Part of its golden treasure was recovered in the 1980s and marketed
in the 1990s, but those coins were American. An expedition in 2014 to
recover more from the wreckage revealed an array of world coins,
including what experts record as the finest known Australian 1855
Sydney Mint gold sovereign, made during the first year of that mint’s operations.
Now graded PCGS MS-62+, it is one of 82 sunken treasure world gold
coins representing 10 different countries retrieved from the
SS Central America in 2014 and recently cataloged by the
California Gold Marketing Group and certified by Professional Coin
Rare Australian gold
“The 1855 Sydney Sovereign is the equivalent of the U.S. 1854-S Half
Eagle; both ‘S’ mints, both first year of striking. It’s an amazing
discovery,” stated Dwight Manley, managing partner of the California
Gold Marketing Group. Only four coins are known to survive of the
1854-S Coronet gold $5 half eagle mintage, from the San Francisco
Mint’s first year.
Inside Coin World: Mint’s heritage assets are
slowly coming to light Some of the U.S. Mint’s
greatest treasures, its “heritage assets,” are slowly coming out of
the vaults and into the open for collectors to marvel over.
“An 1856 Sydney Mint Sovereign, now graded PCGS AU58 and even rarer
than the 1855, also was found. Someone apparently traveled from
Australia to the San Francisco area with the 1855 and 1856 gold
coins,” Manley revealed.
“It is fascinating to think about how these coins got to San
Francisco.
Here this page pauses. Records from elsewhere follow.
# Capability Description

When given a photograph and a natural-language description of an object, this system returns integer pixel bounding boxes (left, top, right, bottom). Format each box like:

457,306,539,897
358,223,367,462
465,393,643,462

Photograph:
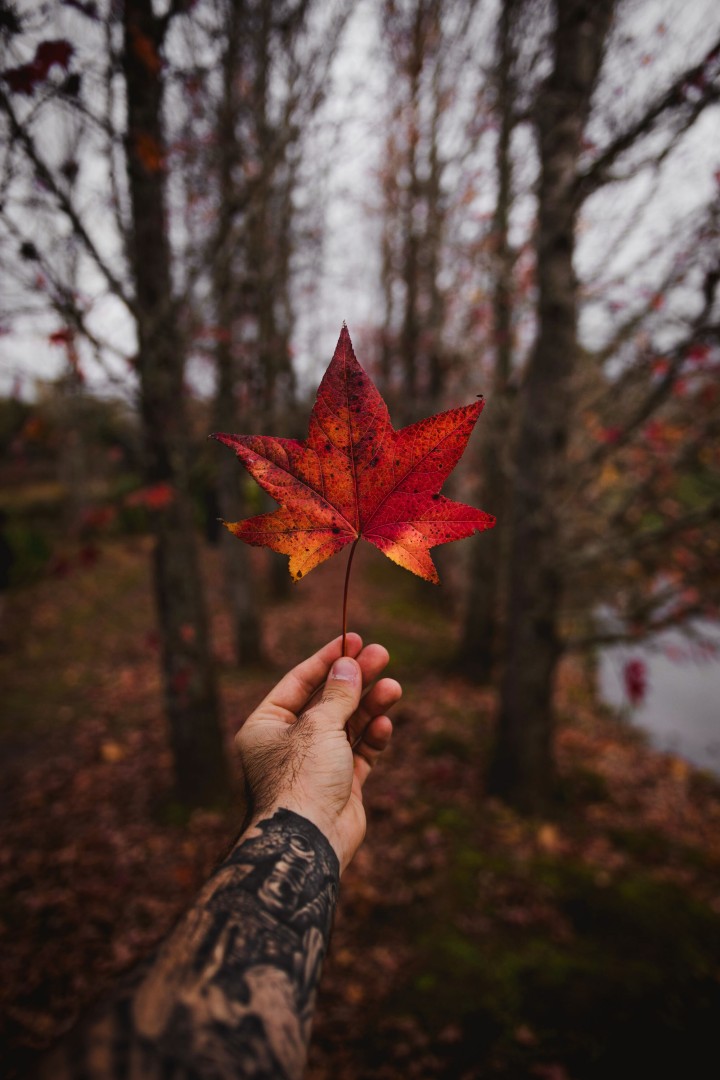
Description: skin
240,633,403,873
39,634,400,1080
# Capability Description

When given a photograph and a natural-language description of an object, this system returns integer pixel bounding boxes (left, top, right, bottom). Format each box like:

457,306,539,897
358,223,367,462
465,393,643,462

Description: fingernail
328,657,357,683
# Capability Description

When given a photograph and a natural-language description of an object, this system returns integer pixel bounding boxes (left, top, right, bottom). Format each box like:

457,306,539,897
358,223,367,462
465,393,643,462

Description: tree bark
488,0,614,812
457,0,517,684
212,3,262,664
123,0,230,806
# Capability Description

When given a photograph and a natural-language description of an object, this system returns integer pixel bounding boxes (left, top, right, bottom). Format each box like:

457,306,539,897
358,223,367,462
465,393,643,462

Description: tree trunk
123,0,230,806
489,0,613,812
457,0,517,684
212,3,262,664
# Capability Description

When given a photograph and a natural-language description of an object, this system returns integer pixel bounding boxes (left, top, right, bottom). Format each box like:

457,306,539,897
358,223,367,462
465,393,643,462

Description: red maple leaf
212,325,495,600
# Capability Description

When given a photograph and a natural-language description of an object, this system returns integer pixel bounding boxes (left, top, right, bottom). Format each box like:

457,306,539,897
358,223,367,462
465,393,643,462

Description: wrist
245,795,350,876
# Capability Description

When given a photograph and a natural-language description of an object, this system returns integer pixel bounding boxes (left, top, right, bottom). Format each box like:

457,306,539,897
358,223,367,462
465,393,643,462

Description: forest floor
0,537,720,1080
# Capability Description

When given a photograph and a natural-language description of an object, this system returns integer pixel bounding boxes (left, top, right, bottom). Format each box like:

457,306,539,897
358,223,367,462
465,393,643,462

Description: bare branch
575,38,720,203
0,89,135,314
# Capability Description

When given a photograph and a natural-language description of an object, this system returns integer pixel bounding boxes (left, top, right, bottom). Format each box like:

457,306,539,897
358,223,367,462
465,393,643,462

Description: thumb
316,657,363,730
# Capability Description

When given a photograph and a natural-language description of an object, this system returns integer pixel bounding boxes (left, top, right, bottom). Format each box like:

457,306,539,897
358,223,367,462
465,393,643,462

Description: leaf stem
342,537,359,657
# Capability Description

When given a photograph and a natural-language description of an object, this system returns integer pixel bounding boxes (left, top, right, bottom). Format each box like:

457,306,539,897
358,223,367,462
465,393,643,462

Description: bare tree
0,0,229,805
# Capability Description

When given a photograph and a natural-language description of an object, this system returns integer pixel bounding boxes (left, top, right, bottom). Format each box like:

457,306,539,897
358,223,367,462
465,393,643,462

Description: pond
598,620,720,775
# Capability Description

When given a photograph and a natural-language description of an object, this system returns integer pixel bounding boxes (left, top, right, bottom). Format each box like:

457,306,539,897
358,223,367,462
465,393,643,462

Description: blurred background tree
0,0,720,811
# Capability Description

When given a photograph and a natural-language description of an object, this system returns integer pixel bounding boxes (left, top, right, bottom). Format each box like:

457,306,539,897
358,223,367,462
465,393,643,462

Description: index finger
259,634,363,713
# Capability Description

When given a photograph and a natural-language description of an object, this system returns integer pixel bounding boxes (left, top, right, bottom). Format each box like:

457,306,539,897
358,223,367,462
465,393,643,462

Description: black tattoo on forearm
40,810,339,1080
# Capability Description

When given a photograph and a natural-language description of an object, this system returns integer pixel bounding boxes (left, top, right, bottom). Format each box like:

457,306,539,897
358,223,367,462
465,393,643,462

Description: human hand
235,634,403,873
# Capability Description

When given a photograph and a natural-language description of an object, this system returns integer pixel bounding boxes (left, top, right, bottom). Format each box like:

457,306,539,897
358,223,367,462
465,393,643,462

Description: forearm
41,810,339,1080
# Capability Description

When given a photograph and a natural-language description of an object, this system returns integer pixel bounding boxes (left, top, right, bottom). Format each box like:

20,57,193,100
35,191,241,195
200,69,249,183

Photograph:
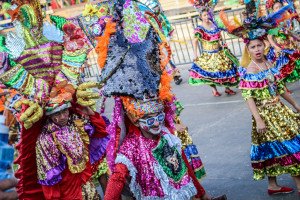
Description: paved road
102,66,300,200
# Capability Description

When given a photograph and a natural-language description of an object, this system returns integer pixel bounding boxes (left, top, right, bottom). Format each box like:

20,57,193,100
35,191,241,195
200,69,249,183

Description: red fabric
42,165,83,200
104,163,129,200
14,110,45,200
89,112,108,138
181,150,205,198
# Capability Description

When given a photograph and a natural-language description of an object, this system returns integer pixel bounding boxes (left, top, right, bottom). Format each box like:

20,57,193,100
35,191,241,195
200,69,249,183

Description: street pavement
105,65,300,200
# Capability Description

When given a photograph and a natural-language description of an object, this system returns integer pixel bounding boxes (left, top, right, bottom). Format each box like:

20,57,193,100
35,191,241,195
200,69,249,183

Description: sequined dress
189,26,239,87
267,31,300,82
104,127,205,200
239,68,300,180
36,112,109,200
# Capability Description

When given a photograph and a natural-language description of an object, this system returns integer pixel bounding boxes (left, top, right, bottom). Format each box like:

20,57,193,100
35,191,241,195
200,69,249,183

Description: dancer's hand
0,178,18,200
76,106,95,115
256,119,267,133
275,46,282,53
294,104,300,113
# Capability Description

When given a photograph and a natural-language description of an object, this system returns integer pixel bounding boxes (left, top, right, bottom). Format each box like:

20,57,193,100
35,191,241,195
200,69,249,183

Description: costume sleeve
104,163,129,200
0,64,50,99
90,112,108,137
194,28,203,39
181,150,205,198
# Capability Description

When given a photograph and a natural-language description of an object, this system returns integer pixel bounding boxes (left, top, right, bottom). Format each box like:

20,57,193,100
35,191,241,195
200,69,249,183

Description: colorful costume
189,1,239,87
266,0,300,82
105,97,205,200
239,68,300,180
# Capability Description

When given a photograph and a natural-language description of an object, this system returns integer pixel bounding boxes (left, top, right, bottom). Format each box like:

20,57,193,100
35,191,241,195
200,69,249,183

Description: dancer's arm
281,92,300,113
104,163,129,200
268,35,281,53
246,98,266,133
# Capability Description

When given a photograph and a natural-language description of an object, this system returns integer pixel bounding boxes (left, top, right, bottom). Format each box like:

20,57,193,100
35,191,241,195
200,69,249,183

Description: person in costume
189,1,239,96
173,97,206,181
104,97,225,200
266,0,300,93
0,0,108,200
36,82,109,199
222,2,300,196
148,0,182,85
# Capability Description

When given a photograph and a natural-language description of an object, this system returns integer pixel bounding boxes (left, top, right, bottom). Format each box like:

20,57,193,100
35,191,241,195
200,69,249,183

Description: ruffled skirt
267,47,300,82
250,102,300,180
175,131,206,181
189,50,239,87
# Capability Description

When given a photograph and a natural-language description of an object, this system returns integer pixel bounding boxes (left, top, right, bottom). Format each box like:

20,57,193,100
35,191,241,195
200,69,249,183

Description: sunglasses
139,113,165,126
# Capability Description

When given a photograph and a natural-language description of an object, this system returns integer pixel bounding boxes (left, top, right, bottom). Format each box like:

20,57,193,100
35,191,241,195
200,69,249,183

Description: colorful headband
121,97,164,121
220,4,294,43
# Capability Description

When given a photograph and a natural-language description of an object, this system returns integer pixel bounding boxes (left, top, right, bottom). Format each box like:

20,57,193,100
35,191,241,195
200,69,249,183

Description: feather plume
220,9,239,33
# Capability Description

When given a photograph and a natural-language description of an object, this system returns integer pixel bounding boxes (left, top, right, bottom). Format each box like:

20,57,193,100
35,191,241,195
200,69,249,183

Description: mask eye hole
147,117,155,125
157,114,165,122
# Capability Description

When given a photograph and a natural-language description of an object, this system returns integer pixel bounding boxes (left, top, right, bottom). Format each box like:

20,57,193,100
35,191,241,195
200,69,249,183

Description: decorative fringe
159,70,173,102
159,42,172,71
220,9,239,33
95,20,116,69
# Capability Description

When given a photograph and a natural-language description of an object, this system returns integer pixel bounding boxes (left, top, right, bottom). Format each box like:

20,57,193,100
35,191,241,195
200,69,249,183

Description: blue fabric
239,67,280,81
251,135,300,161
267,47,294,70
197,26,220,35
202,47,222,53
191,63,237,79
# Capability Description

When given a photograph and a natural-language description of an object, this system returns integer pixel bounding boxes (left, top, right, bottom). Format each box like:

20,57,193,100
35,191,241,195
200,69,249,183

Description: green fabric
189,78,239,87
194,168,206,181
62,54,87,63
152,134,187,182
253,164,300,180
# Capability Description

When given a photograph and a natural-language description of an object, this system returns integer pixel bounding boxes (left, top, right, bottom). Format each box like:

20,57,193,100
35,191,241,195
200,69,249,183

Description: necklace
252,60,277,96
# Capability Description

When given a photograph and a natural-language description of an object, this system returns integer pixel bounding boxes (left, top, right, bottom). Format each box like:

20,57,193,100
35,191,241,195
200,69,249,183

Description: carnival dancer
0,0,108,200
221,1,300,195
36,82,109,199
148,0,182,85
189,1,239,96
173,97,206,181
104,97,226,200
96,0,225,200
266,0,300,93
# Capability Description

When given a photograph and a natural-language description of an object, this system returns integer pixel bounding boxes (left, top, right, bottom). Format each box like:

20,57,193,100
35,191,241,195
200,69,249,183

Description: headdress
220,4,292,43
46,81,75,115
189,0,219,13
121,97,164,121
266,0,285,9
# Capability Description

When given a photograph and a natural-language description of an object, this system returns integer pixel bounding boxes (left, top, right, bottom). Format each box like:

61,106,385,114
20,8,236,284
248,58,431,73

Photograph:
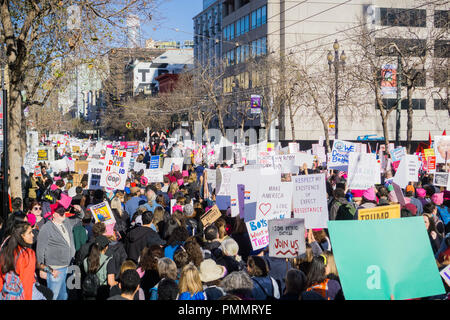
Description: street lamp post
327,39,347,139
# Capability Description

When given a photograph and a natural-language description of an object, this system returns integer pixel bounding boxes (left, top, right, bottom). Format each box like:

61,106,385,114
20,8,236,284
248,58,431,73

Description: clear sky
141,0,203,41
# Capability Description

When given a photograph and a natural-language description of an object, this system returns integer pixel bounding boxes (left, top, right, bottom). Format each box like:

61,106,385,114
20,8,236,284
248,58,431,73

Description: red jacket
0,247,36,300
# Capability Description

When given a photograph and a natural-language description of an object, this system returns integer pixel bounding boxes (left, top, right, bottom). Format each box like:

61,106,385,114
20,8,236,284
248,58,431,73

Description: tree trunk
7,84,23,199
406,86,414,154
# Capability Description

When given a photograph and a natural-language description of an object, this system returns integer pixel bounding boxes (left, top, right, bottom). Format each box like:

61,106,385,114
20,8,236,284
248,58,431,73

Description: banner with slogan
358,204,400,220
89,201,116,224
292,173,328,229
88,159,105,190
328,216,445,300
256,174,292,220
268,219,306,259
348,152,381,190
328,140,356,171
100,148,131,190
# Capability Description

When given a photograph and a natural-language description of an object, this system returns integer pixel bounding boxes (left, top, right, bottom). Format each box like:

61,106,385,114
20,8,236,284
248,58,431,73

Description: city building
193,0,223,66
194,0,450,141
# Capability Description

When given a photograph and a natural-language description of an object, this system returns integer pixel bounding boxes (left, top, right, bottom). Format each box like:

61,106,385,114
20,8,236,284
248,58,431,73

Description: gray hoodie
36,211,84,266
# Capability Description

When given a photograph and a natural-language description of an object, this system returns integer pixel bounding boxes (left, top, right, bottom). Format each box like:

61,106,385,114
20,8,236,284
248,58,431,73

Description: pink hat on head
362,188,375,201
27,213,36,226
431,192,444,206
416,188,427,198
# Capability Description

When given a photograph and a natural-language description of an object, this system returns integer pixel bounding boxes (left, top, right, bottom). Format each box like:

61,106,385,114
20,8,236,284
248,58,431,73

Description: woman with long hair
83,235,112,300
0,222,58,300
177,263,206,300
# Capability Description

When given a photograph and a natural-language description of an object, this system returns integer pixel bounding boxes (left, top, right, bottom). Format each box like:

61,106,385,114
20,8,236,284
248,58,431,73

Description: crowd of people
0,134,450,300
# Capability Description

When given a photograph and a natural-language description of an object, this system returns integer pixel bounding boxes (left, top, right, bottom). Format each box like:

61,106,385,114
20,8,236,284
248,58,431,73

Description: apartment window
434,10,449,28
380,8,427,28
252,11,256,30
256,8,262,27
434,99,448,110
261,6,267,24
434,40,450,58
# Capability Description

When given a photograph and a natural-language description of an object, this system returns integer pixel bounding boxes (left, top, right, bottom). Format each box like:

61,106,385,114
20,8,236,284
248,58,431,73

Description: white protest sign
88,160,105,190
269,219,306,259
328,140,356,171
348,152,381,190
294,152,314,169
393,154,420,188
100,148,131,190
144,169,164,184
256,174,292,220
292,173,328,229
163,158,184,174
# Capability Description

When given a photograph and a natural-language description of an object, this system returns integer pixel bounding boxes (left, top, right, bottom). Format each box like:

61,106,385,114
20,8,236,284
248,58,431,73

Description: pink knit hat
362,188,375,201
431,192,444,206
416,188,427,198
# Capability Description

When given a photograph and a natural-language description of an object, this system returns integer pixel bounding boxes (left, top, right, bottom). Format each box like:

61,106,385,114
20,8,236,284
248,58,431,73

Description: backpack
81,258,111,298
0,250,25,300
336,203,356,220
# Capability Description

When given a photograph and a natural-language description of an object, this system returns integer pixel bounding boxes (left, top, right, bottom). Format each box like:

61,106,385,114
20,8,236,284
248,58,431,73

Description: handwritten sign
269,219,306,258
200,205,222,228
328,140,356,171
292,173,328,229
90,201,116,224
100,148,131,190
358,204,400,220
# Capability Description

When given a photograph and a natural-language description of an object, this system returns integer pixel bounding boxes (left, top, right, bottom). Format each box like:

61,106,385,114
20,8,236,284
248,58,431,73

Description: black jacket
125,226,166,263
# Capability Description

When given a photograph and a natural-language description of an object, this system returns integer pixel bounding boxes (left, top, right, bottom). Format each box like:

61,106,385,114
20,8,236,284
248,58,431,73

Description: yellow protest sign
358,204,400,220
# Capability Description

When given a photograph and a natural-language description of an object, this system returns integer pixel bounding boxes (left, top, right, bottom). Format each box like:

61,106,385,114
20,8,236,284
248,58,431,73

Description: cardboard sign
90,201,116,224
88,159,105,190
200,205,222,228
245,219,269,250
144,169,164,183
256,174,292,220
434,136,450,163
358,204,400,220
391,147,406,162
100,148,131,190
292,173,328,229
328,140,356,171
328,216,445,300
394,154,420,188
433,172,449,187
269,219,306,259
348,152,381,190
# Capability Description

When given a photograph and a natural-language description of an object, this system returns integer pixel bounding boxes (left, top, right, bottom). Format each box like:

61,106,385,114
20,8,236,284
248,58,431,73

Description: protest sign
328,140,356,171
163,158,184,174
328,216,445,300
144,169,164,183
390,147,406,162
273,154,298,174
434,136,450,163
100,148,131,190
268,219,306,259
88,159,105,190
90,201,116,224
358,204,400,220
200,205,222,228
440,264,450,287
245,219,269,250
348,152,381,190
256,174,292,220
292,173,328,229
394,154,420,188
433,172,449,187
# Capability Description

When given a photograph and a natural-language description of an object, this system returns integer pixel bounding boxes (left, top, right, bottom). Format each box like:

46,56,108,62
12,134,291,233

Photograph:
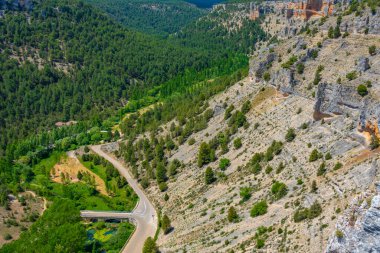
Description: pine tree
161,214,172,235
205,167,215,184
227,206,239,222
142,237,158,253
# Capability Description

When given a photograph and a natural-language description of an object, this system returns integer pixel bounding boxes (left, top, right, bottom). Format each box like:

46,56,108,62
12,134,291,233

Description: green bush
251,200,268,217
158,182,168,192
281,55,298,69
234,138,243,149
188,138,195,146
161,214,172,235
142,237,159,253
227,206,239,222
357,84,368,97
334,162,343,170
296,63,305,75
317,162,326,176
241,100,251,114
285,128,296,142
293,201,322,222
205,167,216,184
198,142,216,167
335,229,344,239
219,158,231,170
368,45,376,56
4,234,13,241
263,72,270,82
240,187,252,202
346,71,358,81
271,182,288,200
309,149,320,162
256,238,265,249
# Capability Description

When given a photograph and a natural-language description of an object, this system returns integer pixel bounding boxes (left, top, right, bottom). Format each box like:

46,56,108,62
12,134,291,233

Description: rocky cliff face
314,83,364,115
326,183,380,253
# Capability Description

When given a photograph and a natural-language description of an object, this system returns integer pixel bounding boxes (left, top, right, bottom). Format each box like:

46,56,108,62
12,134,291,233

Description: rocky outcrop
340,11,380,34
326,183,380,253
356,56,371,72
270,69,296,94
314,83,380,134
314,83,363,114
249,53,277,81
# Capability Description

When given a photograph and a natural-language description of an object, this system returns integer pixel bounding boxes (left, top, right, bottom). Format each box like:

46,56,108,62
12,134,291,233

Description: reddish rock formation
285,0,334,20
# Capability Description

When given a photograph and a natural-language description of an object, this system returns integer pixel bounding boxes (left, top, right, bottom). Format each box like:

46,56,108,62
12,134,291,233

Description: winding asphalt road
81,145,158,253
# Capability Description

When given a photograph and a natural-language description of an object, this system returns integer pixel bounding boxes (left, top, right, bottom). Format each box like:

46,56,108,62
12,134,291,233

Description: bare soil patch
51,157,108,196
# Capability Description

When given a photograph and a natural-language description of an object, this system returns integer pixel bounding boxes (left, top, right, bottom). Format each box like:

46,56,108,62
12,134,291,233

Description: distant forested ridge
86,0,207,35
186,0,224,8
0,0,265,155
0,0,219,154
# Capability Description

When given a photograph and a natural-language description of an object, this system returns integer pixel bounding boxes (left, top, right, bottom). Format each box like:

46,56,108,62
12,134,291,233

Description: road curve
88,145,158,253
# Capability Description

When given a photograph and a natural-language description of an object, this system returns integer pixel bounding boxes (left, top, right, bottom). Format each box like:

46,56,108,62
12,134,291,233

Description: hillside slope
0,0,263,154
86,0,207,35
110,2,380,252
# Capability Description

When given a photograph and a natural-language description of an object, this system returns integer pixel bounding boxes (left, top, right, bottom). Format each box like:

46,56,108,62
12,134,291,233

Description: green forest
86,0,207,36
0,0,265,156
0,0,266,252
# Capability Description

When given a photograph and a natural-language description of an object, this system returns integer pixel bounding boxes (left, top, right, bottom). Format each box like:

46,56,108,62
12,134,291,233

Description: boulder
270,69,296,94
314,83,363,114
356,56,371,72
249,53,277,81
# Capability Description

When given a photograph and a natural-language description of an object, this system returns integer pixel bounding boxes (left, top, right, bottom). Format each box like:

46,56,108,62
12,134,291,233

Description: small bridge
80,210,138,223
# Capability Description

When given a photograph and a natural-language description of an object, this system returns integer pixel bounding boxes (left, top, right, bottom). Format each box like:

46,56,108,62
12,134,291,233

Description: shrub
158,182,168,192
142,237,159,253
313,65,324,85
251,200,268,217
369,136,380,150
317,162,326,176
271,182,288,200
256,238,265,249
234,138,243,149
285,128,296,142
346,71,358,81
334,162,343,170
4,234,13,241
335,229,344,239
140,177,149,189
219,158,231,170
311,180,318,193
224,105,235,120
264,141,283,162
227,206,239,222
307,201,322,219
296,63,305,75
188,138,195,146
368,45,376,56
276,162,285,174
263,72,270,82
281,55,298,69
309,149,320,162
357,84,368,97
205,167,216,184
161,214,172,235
241,100,251,114
310,50,318,59
240,187,252,202
198,142,215,167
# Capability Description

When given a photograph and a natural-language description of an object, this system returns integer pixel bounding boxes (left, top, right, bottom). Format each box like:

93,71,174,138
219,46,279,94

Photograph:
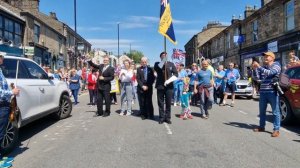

Were they carried by an Aussie miner seeking his fortune
during the California Gold Rush or acquired as winnings in a gold camp
poker game? Those two coins were onboard when the SS Central
America went down 161 years ago,” said Manley.
“The two Australian coins were found in the same area of the seabed
more than 7,000 feet below the surface of the Atlantic Ocean off the
coast of the Carolinas,” explained Bob Evans.
Evans was the chief scientist on the 1980s missions that first
located and recovered a portion of the fabulous SS Central
America treasure and then assisted with the 2014 recovery.
“Communication, commerce, and travel between California and
Australia were fully developed during the 1850s, in spite of the
7,500-mile steamship voyage required. The Australian Gold Rush that
started in 1851 attracted a diverse, multi-national throng, quickly
changing the demographics of the former penal colony. Many among the
international crowd of gold-seekers visited both Australia and
California seeking their fortunes,” explained Evans.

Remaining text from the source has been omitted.